Oprócz skóry znajdziemy tu prawdziwe drewno, alcantarę, metal czy włókno węglowe, a niektóre wykończenia (jak np. chowający się szew) wykonywane są ręcznie. Aby dopełnić i zaspokoić potrzebę komfortu, zastosowano też nowy rodzaj pianek w siedziskach, odpowiednio dopasowujące się do kształtu ciała.
Całkowicie nowy jest także tunel środkowy, na którym, poza wybierakiem skrzyni biegów, znalazł się także 5-calowy, dotykowy ekran, służący do obsługi zaprojektowanych od nowa multimediów. Zastosowano tu także funkcję znaną m.in. z BMW, polegającą na możliwości wpisywania adresu do systemu nawigacyjnego. O ile w przypadku niemieckich aut to wygodne rozwiązanie, tak jestem ciekaw, jak wypadnie to we francuskim kompakcie.
Wcześniej wspomniane multimedia zyskały teraz widżetowy interfejs, co oznacza, że ich obsługa przypomina obcowanie ze smartfonem. Widok i ustawienia poszczególnych funkcji mogą zostać przypisane do danego kierowcy i zapisane w chmurze. Wszystko to jest wyświetlane na 10-calowym ekranie i obsługiwane m.in. za pomocą wcześniej wspomnianego, dotykowego panelu. Na wyższy poziom weszły także systemy asystujące kierowcę.
Jednym z nich jest rozbudowany head-up display, który może teraz wyświetlać informacje na 21-calowej powierzchni, która sprawia wrażenie osadzonej na drodze 4 m przed pojazdem. Można więc odnieść wrażenie korzystania z rozszerzonej rzeczywistości. DS 4 został także wyposażony we wszystkich asystentów, umożliwiających autonomiczne podróżowanie na 2. poziomie, wraz z rozszerzeniem funkcji półautomatycznego wyprzedzania.
Oprócz tego na pokładzie będziemy mogli też znaleźć kamerę termowizyjną czy aktywne zawieszenie, działające w oparciu o kilkanaście radarów oraz kamerę na bieżąco skanującą drogę. Jeśli chodzi o bagażnik, to DS 4 ma 430-litrowy kufer, co jest niezłą wartością, jak na segment C.
Bogata oferta napędowa
Klienci będą mieli do wyboru jednostki znane już z innych modeli PSA. Gamę otwierać będzie 130-konny benzyniak, ale nie zabraknie też wersji 180- i 225-konnych. Z kolei 130-konny BlueHDi będzie reprezentantem diesli.
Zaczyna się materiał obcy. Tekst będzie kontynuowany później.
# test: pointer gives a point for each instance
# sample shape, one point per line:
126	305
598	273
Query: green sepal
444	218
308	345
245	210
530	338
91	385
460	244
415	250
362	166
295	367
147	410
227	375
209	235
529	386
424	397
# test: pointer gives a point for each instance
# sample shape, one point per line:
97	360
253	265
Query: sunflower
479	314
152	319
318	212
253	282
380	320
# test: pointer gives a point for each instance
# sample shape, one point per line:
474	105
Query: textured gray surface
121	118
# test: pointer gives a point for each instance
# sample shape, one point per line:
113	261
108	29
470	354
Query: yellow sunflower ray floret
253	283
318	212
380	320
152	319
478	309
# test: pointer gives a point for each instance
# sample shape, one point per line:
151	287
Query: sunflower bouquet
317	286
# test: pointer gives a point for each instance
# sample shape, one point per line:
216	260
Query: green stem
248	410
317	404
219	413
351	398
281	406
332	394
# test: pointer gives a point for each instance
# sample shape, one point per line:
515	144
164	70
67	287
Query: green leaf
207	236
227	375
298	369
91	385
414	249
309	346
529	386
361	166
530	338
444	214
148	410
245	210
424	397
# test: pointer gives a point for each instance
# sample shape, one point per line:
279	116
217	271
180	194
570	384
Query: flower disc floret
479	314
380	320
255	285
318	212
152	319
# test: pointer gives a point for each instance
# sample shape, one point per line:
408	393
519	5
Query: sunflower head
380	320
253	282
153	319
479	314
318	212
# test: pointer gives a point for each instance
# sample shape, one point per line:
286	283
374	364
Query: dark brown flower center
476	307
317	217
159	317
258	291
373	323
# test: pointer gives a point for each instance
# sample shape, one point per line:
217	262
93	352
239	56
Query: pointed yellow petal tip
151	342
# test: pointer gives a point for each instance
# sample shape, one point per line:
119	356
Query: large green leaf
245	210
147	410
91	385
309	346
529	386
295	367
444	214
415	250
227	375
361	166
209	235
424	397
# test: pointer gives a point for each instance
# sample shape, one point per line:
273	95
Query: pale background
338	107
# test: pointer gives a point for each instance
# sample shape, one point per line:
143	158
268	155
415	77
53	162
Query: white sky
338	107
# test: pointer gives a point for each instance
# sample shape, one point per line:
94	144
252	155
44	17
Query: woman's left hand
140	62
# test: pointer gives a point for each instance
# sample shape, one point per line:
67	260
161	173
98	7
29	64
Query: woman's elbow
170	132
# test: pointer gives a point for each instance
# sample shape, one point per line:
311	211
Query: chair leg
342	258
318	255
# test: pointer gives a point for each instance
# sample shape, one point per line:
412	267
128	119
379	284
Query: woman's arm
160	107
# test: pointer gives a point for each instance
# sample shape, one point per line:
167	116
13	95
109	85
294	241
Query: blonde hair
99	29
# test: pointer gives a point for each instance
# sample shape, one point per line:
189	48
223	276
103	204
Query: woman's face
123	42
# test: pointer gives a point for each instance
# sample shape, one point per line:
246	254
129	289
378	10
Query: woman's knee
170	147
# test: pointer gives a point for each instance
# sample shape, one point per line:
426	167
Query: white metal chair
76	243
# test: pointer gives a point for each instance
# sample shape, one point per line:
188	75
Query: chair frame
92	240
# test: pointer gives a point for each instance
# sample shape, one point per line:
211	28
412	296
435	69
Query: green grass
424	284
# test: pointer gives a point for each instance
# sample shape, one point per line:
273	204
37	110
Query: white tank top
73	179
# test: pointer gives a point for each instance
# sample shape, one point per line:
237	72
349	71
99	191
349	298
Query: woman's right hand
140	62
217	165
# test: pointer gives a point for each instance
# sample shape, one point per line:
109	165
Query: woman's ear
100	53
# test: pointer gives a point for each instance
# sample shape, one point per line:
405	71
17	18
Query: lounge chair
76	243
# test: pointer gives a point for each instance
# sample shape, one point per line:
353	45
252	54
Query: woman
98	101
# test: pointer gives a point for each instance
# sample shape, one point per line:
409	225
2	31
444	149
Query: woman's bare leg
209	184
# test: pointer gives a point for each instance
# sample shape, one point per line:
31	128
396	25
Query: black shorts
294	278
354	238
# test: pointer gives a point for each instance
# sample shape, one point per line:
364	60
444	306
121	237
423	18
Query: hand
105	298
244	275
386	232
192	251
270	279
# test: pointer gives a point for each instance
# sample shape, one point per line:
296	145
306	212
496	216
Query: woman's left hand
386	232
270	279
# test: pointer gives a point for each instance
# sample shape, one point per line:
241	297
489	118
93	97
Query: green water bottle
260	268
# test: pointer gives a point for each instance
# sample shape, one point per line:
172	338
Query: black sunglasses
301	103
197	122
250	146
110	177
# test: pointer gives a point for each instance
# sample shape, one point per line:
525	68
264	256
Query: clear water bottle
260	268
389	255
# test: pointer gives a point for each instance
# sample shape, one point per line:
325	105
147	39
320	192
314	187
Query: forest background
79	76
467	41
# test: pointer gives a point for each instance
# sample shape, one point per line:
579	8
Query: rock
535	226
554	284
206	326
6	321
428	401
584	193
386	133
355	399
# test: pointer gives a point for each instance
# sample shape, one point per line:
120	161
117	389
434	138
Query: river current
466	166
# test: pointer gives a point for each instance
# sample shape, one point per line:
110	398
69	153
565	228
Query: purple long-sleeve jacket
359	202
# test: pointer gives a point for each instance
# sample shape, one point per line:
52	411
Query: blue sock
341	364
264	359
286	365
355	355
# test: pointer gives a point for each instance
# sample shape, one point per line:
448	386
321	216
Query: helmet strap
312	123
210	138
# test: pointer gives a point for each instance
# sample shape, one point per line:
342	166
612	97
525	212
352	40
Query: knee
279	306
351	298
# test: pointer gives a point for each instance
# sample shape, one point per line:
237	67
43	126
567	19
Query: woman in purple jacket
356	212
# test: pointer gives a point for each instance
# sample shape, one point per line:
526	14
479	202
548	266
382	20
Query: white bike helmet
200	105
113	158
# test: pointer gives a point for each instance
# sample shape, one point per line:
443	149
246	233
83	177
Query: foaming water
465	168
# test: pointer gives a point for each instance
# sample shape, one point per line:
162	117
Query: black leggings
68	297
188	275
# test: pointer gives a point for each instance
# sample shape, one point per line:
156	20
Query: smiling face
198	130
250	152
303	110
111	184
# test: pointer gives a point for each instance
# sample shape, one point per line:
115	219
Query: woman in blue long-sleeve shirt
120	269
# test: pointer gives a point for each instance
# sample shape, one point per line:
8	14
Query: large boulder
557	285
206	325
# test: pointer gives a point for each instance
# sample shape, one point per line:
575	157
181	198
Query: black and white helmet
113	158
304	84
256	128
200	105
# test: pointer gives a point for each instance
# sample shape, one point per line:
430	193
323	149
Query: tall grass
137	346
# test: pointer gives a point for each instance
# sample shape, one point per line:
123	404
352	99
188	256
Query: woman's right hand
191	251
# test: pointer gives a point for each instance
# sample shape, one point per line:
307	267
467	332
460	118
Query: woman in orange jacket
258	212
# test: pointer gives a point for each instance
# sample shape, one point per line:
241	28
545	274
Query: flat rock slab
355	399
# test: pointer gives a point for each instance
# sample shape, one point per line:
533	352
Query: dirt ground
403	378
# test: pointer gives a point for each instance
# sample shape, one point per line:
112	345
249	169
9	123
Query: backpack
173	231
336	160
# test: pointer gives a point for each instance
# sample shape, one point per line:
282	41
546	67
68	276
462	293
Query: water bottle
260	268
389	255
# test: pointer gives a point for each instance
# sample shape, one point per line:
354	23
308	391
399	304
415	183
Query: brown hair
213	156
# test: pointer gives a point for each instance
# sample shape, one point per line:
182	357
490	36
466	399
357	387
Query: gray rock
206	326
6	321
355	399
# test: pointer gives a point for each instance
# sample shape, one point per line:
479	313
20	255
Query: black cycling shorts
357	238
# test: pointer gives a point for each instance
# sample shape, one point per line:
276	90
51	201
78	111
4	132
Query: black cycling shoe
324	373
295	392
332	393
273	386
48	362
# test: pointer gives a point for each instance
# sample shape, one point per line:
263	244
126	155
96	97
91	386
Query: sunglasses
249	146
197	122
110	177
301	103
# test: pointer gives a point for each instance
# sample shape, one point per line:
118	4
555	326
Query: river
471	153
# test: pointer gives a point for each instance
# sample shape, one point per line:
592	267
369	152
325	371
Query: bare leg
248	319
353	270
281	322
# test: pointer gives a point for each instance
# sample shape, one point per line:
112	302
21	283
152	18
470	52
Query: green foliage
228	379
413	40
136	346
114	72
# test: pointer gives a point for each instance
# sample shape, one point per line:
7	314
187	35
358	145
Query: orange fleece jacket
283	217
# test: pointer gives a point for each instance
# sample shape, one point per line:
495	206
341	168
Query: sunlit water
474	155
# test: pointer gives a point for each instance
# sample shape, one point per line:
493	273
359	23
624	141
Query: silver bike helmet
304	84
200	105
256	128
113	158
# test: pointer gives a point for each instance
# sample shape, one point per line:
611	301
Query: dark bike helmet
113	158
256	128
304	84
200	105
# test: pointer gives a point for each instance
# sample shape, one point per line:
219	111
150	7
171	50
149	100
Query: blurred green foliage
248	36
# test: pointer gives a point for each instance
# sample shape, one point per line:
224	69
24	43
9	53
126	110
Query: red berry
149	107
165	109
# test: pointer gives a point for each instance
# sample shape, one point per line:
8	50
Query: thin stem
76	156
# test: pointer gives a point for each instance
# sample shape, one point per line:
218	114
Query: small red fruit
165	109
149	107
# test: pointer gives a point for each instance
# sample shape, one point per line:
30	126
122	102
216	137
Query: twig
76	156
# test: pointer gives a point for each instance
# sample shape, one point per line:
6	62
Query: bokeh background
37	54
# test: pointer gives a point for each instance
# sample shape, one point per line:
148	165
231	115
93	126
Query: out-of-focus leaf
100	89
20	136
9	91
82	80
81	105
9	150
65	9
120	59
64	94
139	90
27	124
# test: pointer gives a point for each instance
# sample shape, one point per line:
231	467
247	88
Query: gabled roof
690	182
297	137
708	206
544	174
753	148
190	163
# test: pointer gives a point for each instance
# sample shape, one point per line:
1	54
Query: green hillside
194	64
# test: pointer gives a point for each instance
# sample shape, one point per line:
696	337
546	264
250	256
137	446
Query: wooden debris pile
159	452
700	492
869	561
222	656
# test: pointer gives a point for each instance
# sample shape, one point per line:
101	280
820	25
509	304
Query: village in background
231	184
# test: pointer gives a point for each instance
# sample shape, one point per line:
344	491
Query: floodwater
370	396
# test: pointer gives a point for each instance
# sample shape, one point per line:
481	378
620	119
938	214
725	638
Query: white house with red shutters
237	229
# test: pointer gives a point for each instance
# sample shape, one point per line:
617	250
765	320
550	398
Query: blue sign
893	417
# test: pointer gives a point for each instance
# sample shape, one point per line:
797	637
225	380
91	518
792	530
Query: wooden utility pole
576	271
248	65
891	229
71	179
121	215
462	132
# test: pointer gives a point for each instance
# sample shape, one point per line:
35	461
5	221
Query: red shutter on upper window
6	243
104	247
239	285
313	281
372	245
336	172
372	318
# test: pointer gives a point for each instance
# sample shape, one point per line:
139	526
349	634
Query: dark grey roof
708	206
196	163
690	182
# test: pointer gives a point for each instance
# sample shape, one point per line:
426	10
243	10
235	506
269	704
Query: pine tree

Każdy silnik będzie standardowo parowany z 8-biegową skrzynią automatyczną.
O ile na razie nie ma w planach wersji wyłącznie elektrycznej, to rolę "tego ekologicznego" będzie spełniała hybryda plug-in złożona z 180-konnego benzyniaka i 110-konnego elektryka. Łączna moc układu będzie wynosiła 225 KM, a zasięg z wykorzystaniem bezemisyjnego napędu ma przekraczać 50 km, zgodnie z normami WLTP. Przedstawiciele zastrzegają też, że dodatkowe podzespoły w hybrydzie nie zabierają miejsca w środku, ale dodają 250 kg do masy auta.
Ceny auta na razie są jeszcze tajemnicą. DS 4 ma pojawić się w sprzedaży dopiero w czwartym kwartale 2021 roku, co oznacza, że jeszcze chwilę na niego poczekamy.